On Monday, September 2, 2013 8:10:10 PM UTC-6, Nelson Morris wrote:
>
>
> ----
>
> Several of Yesod's responses to other items on the list are humorous in 
> there vagueness, but in my experience for clojure:
>
> 1.Injection:   Done by JDBC's prepared statements, and clojure.jdbc's use 
> of them
> 2. XSS injection:   Depends on templating.  Hiccup requires explicit `(h 
> ..)` calls.  laser is escape by default.  I am unsure about enlive, 
> clabango, or others.
> 3. Authentication & Session Management:  I've used friend for 
> authentication, and bcrypt for encryption.  lib-noir has some functions 
> that use bcrypt, but I've not used it. Session management can be specified 
> by the :store given to wrap-session, and defaults to a in memory store.  A 
> cookie store also exists that provides some protection against cookie 
> mutation.  Immutant provides a store that can work across a cluster.
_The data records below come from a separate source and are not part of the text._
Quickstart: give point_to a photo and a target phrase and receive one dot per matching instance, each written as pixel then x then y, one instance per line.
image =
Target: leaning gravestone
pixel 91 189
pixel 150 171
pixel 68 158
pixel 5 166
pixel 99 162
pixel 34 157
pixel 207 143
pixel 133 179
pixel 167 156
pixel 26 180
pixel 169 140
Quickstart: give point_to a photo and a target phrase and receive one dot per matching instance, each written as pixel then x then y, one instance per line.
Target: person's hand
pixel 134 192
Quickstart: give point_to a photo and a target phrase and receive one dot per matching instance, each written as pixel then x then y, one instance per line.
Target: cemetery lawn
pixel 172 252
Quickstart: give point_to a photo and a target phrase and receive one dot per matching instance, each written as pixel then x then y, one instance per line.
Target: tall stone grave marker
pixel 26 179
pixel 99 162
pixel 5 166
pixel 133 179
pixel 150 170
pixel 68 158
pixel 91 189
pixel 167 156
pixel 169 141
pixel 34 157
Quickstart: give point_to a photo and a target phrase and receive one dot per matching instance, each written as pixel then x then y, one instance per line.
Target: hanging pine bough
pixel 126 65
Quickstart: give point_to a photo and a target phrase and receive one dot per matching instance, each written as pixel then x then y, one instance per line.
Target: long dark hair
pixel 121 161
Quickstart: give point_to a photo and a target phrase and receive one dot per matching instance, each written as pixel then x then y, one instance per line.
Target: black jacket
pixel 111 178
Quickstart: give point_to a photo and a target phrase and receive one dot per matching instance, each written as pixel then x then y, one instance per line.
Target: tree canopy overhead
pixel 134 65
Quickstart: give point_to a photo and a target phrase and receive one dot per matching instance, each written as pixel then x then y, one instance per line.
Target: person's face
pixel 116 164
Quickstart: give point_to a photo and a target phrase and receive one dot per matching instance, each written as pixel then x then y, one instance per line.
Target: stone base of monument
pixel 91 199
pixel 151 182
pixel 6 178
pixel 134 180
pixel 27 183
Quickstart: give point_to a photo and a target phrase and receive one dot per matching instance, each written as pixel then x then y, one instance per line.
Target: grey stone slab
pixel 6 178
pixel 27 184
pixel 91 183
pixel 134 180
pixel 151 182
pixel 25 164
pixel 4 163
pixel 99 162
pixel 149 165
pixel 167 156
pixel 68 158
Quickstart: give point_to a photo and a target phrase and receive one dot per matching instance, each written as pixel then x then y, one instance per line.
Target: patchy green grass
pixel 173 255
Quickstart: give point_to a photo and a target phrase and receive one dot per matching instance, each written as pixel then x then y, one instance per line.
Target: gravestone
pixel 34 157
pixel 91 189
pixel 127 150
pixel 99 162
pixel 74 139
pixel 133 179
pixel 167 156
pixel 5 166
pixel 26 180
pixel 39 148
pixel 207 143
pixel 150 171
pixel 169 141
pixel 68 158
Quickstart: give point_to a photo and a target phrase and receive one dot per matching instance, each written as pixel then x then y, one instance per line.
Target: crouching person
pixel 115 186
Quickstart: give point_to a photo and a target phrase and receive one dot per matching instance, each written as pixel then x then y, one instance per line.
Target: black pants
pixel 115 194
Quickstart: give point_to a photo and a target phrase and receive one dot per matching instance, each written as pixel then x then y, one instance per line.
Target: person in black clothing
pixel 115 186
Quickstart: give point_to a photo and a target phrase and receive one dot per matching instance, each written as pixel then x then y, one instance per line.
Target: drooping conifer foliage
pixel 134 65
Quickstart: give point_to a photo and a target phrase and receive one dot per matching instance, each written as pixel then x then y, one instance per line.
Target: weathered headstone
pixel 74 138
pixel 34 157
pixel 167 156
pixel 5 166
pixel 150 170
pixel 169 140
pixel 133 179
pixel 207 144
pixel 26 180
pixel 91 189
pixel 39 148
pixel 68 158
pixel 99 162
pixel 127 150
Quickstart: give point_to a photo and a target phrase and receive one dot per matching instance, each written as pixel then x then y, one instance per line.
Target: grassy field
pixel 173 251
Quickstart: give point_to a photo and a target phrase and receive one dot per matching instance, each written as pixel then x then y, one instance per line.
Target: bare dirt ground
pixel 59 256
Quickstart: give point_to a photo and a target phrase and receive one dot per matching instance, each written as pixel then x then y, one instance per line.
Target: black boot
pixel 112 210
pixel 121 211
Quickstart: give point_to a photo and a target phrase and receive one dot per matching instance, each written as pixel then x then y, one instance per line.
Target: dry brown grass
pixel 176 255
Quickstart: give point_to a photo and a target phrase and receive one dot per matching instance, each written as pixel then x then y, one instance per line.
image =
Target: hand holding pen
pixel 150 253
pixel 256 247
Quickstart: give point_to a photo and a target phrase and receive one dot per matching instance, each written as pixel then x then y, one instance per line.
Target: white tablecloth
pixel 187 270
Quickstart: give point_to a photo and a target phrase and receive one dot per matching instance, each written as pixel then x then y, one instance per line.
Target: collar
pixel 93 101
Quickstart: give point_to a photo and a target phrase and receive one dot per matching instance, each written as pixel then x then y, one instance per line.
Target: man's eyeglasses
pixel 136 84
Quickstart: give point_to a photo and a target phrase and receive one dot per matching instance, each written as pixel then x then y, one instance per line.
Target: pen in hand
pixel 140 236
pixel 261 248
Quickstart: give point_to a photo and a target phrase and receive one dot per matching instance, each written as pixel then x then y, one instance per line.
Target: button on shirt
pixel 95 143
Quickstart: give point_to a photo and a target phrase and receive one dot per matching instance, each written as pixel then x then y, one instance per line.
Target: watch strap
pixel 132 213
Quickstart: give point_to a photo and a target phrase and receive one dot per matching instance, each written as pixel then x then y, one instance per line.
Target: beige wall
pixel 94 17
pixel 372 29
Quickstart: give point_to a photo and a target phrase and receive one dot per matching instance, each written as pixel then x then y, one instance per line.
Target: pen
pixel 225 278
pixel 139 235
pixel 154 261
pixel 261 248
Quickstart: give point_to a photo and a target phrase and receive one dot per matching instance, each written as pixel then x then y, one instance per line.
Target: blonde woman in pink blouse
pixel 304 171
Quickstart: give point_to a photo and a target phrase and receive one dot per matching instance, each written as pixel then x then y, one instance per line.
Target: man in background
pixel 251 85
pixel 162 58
> 4. Insecure Reference:  There is not a standard ORM or similar, so 
> handling only the correct parameters is up to you.
> 5. CSRF:  ring-anti-forgery provides a way to add CSRF prevention tokens
> 6. Security Misconfiguration: This seems to be the domain of chef, pallet, 
> puppet, capistrano or another deployment tool.  I'm not sure I want my 
> libraries to mess with deployments.
> 7. Insecure Cryptographic Storage: Use bcrypt. See 3.
> 8. Failure to Restrict URL access: I've used friend for authorization.
> 9. Insufficient Transport Layer Protection: I'd recommend letting your 
> front end server handle this and redirect to https.  I believe lib-noir has 
> a middleware that will redirect from http to https if needed. Consider 
> passing `:secure true` to `wrap-cookies` if you have an https only site.
> 10. Unvalidated Redirects and Forwards: Url generation is a weakspot in a 
> compojure based setup. For comparison, pedestal-service wrote its own 
> routing dsl and stores the routes in a way that allows url generation based 
> on the context passed in.
>
> I believe the use of many small libraries is what causes the lack of a 
> single spot for this documentation. I've picked up most of what I described 
> above by knowing the authors / what to google / asking + watching irc. 
>  That does seem like an unfortunate situation for anyone new to have to 
> learn.
>
> -
> Nelson Morris
>

Thank you to Nelson for compiling this list. Since it was posted a number 
of months ago, has anyone recently written or stumbled over a go-to site 
for security in Clojure web/non-web apps? The clojure-sec group seems to be 
dead, but let me know if we should take the thread over there.